Aster Lit: Tesserae

Issue 15—Winter 2026

Hosan Kim, United States

Makers of Winter Warmth

 

Hand of the Tides

 

Welcome to the World

 

Last Breath of the Sea

 

The Weight I Carried


As an artist, I am drawn to the emotional undercurrents that shape everyday life — longing, memory, isolation, and fleeting moments of peace. My work is grounded in personal experience, but it reaches beyond autobiography to touch something more universal.
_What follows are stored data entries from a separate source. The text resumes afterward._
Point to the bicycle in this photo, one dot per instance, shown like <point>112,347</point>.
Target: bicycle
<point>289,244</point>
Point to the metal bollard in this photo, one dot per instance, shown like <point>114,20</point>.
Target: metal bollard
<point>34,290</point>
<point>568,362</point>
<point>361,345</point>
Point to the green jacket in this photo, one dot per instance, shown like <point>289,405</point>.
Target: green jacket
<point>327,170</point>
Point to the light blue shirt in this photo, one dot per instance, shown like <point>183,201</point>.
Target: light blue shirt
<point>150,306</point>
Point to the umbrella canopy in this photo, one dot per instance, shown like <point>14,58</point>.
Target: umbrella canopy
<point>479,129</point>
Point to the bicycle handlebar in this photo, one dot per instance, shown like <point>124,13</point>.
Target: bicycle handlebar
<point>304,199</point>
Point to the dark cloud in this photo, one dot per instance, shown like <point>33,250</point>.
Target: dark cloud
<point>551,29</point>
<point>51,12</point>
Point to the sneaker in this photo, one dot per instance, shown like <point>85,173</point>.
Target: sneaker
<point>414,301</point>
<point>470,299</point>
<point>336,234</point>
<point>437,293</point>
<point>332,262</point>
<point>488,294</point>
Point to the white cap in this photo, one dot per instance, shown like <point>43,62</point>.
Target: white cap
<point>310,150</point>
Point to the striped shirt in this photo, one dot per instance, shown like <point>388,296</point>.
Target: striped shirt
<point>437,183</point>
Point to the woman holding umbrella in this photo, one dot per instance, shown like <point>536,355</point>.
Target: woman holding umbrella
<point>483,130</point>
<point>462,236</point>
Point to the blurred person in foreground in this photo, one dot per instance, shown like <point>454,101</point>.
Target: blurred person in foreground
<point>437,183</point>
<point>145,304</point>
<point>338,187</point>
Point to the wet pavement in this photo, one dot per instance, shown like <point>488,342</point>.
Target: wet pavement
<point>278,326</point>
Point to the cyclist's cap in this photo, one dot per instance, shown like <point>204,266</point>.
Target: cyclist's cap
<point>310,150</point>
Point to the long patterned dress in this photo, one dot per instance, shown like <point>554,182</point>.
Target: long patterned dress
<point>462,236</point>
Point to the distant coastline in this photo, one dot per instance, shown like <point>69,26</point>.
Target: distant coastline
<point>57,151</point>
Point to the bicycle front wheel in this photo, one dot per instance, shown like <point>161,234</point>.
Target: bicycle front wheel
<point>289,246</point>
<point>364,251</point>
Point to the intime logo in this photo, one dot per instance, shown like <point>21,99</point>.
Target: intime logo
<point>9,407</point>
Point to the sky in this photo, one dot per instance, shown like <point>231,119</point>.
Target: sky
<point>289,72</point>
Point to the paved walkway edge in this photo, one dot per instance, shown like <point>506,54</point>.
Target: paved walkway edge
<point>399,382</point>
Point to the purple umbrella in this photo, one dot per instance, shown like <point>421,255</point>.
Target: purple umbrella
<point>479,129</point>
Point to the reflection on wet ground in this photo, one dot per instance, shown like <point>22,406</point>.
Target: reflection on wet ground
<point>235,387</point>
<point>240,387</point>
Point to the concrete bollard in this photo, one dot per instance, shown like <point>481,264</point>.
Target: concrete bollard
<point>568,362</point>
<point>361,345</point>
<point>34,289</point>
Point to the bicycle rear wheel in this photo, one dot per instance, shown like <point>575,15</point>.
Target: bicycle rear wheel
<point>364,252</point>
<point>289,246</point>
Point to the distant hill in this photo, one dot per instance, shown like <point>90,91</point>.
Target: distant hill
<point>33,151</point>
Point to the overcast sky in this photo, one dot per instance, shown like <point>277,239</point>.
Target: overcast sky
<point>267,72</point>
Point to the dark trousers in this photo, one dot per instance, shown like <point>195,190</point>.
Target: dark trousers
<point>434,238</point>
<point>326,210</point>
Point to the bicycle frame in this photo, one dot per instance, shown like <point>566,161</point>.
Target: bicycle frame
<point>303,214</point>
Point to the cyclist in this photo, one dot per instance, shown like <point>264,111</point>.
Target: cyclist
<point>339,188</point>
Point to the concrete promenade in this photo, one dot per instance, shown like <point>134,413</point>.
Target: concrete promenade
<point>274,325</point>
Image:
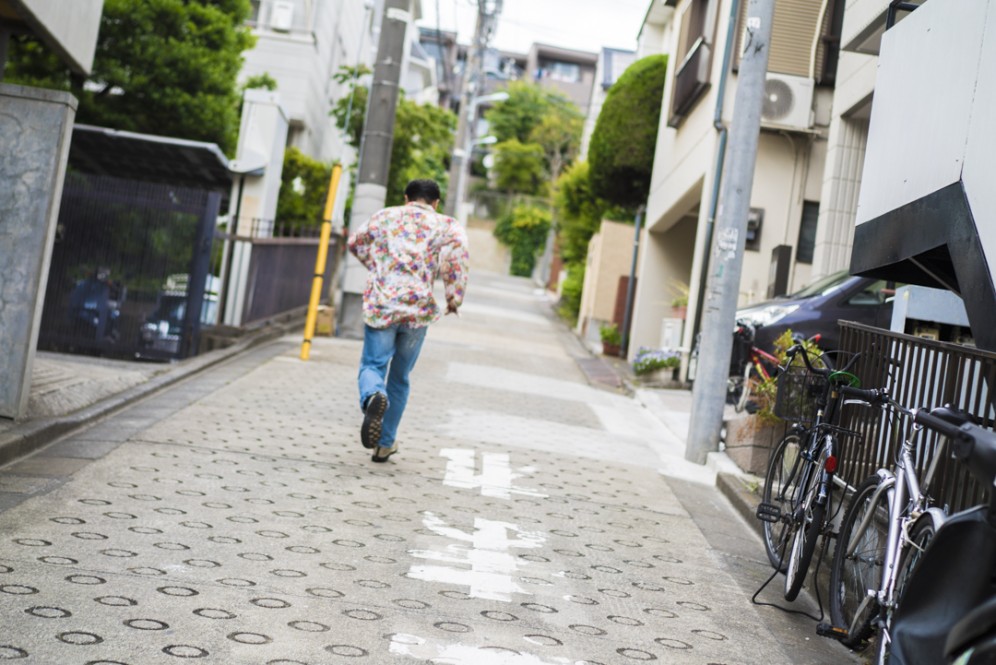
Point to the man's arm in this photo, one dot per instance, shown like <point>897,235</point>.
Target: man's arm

I often feel like I’m walking between two worlds — Korean and American, past and future, expectation and desire. That in-between space is where most of my artwork lives. It’s where I painted Hand of the Tides, imagining myself sitting on a beach I haven’t reached yet. In real life, everything felt uncertain. But in that painting, there’s wind, waves, light, and a version of me that feels completely free. That dream keeps me going.

I create art not to escape reality, but to gather its broken parts and arrange them gently, so that even pain becomes something meaningful, something that points toward healing. If someone looks at my work and thinks, I’ve felt that, too, then my art has done its job. That connection, that shared recognition, is the most human form of tesserae I know.

Hosan Kim is a writer and visual artist from Southern California and a junior at Crean Lutheran High School. He explores memory, identity, and everyday moments through both words and drawings. When he is not writing or sketching, he enjoys discovering new stories in the world around him.